‘Trim sail the watch!’ bawled Crimp. But there was little to trim; all day long the yacht had lain partially stripped. No good, Finn had said, in exposing canvas to mere deadness. She wheeled slowly to the control of her helm, bowing tenderly upon the swell that was now running steadily with an almost imperceptible gathering of weight in its folds, and presently she was crawling along with her head pointing north before the weak fanning, with the lightning astern of her making her canvas come and go upon the darkness as though lanterns green and rose-bright were being flashed from the deck upon the cloths. The sea was pale with fire round about us. Indeed the air was so charged with electricity that I felt the tingling of it in the skin of my head as though it were in contact with some galvanic appliance, and I recollect pulling off my cap whilst I asked Miss Laura if she could see any sparks darting out of my hair. The skylight, gratings, whatever one could sit upon, streamed with dew. I called to the steward for a couple of camp-stools and placed them so as to obtain the full benefit of the draught feebly breezing down out of the swinging space of the mainsail. The air was hot, and under the high sun it would doubtless have blown with a parching bite that must have rendered it even less endurable than the motionless atmosphere of the calm; but the dew moistened it now; it was a damp night air, with a smell of rain behind it besides, and the gushing of it upon the face was inexpressibly delicious and refreshing.
‘We are but little better than insects,’ said Miss Laura; ‘entirely the children of the weather.’
‘Rather compare us to birds,’ said I; ‘I don’t like insects.’
‘You complained of feeling depressed just now, Mr. Monson. Are you better?’
‘I am the better for this air, certainly,’ said I, ‘but I don’t feel particularly cheerful. I shouldn’t care to go to a pantomime, for instance, nor should I much enjoy a dance. What is it? The influence of that heap of electricity out yonder, I suppose,’ I added, looking at the dense black massed-up line of cloud astern, over all parts of which there was an incessant play of lightning, with copperish glances behind that gave a lining of fire to the edges of the higher reaches of the vast coast of vapour. It was like watching some gigantic hangings of tapestry wrought in flame. The imagination rather than the eye witnessed a hundred fantastic representations—heads of horses, helmets, profiles of titanic human faces, banners and feathers, and I know not what besides. It was very dark overhead and past the bows; the thickness that had been upon the sky all day was still there; not the leanest phantom of star showed, and the stoop of the heavens seemed the nearer and the blacker for the flashings over our taffrail, and for the pale phosphoric sheets which went wavering on all sides towards the murkiness of the horizon.
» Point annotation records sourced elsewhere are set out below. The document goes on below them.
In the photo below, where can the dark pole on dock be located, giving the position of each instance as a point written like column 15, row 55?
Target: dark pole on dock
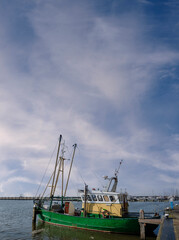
column 34, row 217
column 142, row 225
column 85, row 200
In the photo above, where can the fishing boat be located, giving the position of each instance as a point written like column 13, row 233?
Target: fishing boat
column 102, row 210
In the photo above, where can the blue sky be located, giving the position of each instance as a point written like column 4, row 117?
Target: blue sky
column 105, row 75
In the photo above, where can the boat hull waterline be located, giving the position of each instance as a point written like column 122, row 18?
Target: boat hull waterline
column 111, row 225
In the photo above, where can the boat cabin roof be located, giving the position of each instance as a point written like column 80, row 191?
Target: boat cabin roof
column 104, row 197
I spied Finn conversing with Crimp at the gangway; the lightning astern was as moonlight sometimes, and I could see both men looking aloft and at the weather in the south and consulting. In a few minutes they came our way.
‘What is it to be, Finn?’ said I.
‘Well, sir,’ he answered, ‘this here swell that’s slowly a-gathering means wind. It will be but little more, though, than an electric squall, I think—a deal of fire and hissing and a burst of breeze, and then quietness again with the black smother spitting itself out ahead. The barometer don’t seem to give more caution than that anyway, sir. But there’s never no trusting what ye can’t see through.’
He turned to Crimp. ‘Better take the mainsail off her, Jacob,’ said he, ‘and let her slide along under her foresail till we see what all that there yonder sinnifies.’
The order was given; the sailors tumbled aft; the great stretch of glimmering, ashen cloths, burning and blackening alternately as they reflected the tempestuous flares withered upon the dusk as the peak and throat halliards were settled away; the sail was furled, the huge mainboom secured, and the watch went forward softly as cats upon their naked feet.